Comme tous les fonctionnaires, ils ont également des obligations : confidentialité, discrétion, secret professionnel, impartialité, devoir de réserve, moralité, intégrité et probité. Ils doivent motiver leurs décisions et rendre compte de leur activité.

Un inspecteur du travail dispose de plusieurs outils pour mener à bien ses missions. Il réalise des contrôles en entreprise, vérifie les conditions de travail des salariés et demande à l'entreprise de remédier aux situations de non-conformité ; il peut aussi prendre des décisions, qu'il doit impérativement motiver, sur des questions comme la durée du travail, les équipements, les instances représentatives du personnel. Il a par ailleurs une mission de conciliation et de conseil ainsi qu'un droit d'entrée, de visite et d'enquête, qui lui permet d'auditionner les salariés, et un droit de communication.

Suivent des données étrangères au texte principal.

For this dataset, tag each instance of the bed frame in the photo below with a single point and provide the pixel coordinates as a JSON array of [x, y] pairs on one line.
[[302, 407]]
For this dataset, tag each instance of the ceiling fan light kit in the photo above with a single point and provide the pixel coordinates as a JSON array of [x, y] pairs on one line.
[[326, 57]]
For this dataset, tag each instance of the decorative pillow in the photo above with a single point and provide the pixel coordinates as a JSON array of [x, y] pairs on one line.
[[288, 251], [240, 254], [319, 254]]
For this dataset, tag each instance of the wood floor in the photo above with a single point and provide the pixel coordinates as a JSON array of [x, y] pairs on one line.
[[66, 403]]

L'inspecteur et le contrôleur du travail peuvent donner différentes suites à leur visite : adresser à l'entreprise une lettre d'observation – dans laquelle ils constatent la non-conformité des installations aux dispositions du code du travail – la mettre en demeure de réaliser cette mise en conformité, en demander la vérification, établir un procès-verbal ou ordonner l'arrêt temporaire des travaux – essentiellement dans le secteur du BTP – ou déposer un référé.

En qualité de responsable d'unité territoriale, je représente l'échelon hiérarchique de l'inspection du travail. À ce titre, je garantis l'exercice de ses missions dans un cadre administratif, mais je ne peux ordonner à un inspecteur d'effectuer une visite dans une entreprise puisqu'il est indépendant, conformément à la convention n° 81 de l'Organisation internationale du travail (OIT).

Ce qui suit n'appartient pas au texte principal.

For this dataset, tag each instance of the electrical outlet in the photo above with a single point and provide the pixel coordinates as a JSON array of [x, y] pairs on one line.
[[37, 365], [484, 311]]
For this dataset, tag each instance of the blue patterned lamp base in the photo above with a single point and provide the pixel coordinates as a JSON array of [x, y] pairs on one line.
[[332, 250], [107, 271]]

Dans le dossier Goodyear, les inspecteurs du travail ont naturellement effectué de nombreuses visites dans l'entreprise, ce qui est normal s'agissant d'un établissement industriel de grande taille dont l'activité comporte certains risques. En 2012, nous avons effectué 21 visites de contrôles sur des sujets variés comme la formation à la sécurité, le travail en hauteur, les consultations du CHSCT (comité d'hygiène, de sécurité et des conditions de travail), le fonctionnement des délégués du personnel, les salaires, les évolutions professionnelles des élus, les principes généraux de prévention, la température des locaux, le budget du comité d'entreprise, les fiches d'exposition aux agents chimiques, l'étiquetage des produits, les vestiaires, le décompte du temps de travail, la fourniture d'équipements de protection individuelle… Au cours de ces visites, les inspecteurs du travail ont rappelé à l'entreprise ses obligations en matière de respect du code du travail.

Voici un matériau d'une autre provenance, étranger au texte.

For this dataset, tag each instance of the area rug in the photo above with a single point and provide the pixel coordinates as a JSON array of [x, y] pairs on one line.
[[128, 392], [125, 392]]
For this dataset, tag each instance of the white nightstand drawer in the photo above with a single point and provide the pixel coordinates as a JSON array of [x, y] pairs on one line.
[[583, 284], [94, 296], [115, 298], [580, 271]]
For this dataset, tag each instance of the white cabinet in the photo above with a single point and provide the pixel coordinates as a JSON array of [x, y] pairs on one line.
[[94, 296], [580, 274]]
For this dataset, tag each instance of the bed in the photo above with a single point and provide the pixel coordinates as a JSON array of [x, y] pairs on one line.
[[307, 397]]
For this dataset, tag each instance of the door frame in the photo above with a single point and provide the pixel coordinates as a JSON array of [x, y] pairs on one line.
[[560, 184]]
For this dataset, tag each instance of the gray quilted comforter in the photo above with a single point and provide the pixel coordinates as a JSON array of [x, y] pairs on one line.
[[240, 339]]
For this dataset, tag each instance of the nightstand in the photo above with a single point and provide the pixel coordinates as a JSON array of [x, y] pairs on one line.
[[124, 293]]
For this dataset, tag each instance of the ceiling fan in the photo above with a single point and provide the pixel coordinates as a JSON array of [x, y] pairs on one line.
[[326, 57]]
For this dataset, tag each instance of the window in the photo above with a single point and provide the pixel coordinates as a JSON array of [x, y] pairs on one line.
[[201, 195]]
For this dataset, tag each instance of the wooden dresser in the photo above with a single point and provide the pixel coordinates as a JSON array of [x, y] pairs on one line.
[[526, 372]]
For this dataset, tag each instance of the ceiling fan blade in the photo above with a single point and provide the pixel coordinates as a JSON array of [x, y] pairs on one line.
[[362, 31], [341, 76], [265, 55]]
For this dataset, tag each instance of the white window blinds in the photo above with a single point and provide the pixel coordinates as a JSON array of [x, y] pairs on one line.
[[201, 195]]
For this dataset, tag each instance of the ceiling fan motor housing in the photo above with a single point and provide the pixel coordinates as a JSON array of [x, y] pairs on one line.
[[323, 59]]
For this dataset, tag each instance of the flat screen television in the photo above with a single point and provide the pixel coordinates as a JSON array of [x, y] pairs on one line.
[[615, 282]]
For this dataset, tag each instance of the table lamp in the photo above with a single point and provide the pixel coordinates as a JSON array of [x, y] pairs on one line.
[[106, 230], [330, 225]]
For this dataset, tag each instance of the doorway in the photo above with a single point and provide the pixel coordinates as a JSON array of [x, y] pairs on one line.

En dehors de ces visites, les inspecteurs du travail ont la possibilité d'assister aux réunions du CHSCT, la seule instance représentative du personnel au sein de laquelle ils sont représentés. Les inspecteurs du travail successifs qui ont contrôlé l'établissement Goodyear ont donc participé à ces réunions et reçu à de nombreuses reprises les salariés et les employeurs dans le cadre de leur permanence, qui se tient sur le site une demi-journée par semaine. Ils ont adressé à la direction un certain nombre de demandes concernant la vérification d'équipements, plusieurs mises en demeure, et ils ont dressé trois procès-verbaux, en 2012, portant sur les équipements de travail et l'application de la convention collective – mais je ne peux vous en parler puisque ces documents ont été transmis au parquet et font l'objet d'une procédure judiciaire.

Notre administration intervient en outre dans les procédures collectives de suppression d'emplois, et cela en trois temps. Dans un premier temps, nous cherchons à éviter l'engagement d'une procédure de licenciement collectif pour motif économique ; dans un deuxième temps, nous suivons la procédure déclenchée par l'employeur, et dans un troisième temps nous accompagnons les salariés dans le cadre de la revitalisation du territoire. Nos interventions ont essentiellement lieu dans des TPE et des PME, par le biais des aides (essentiellement deux aides FNE formation et activité partielle) et dans les entreprises qui envisagent leur reconversion totale. Nous sommes également amenés à rechercher des solutions alternatives, par exemple la reprise partielle ou totale de l'activité.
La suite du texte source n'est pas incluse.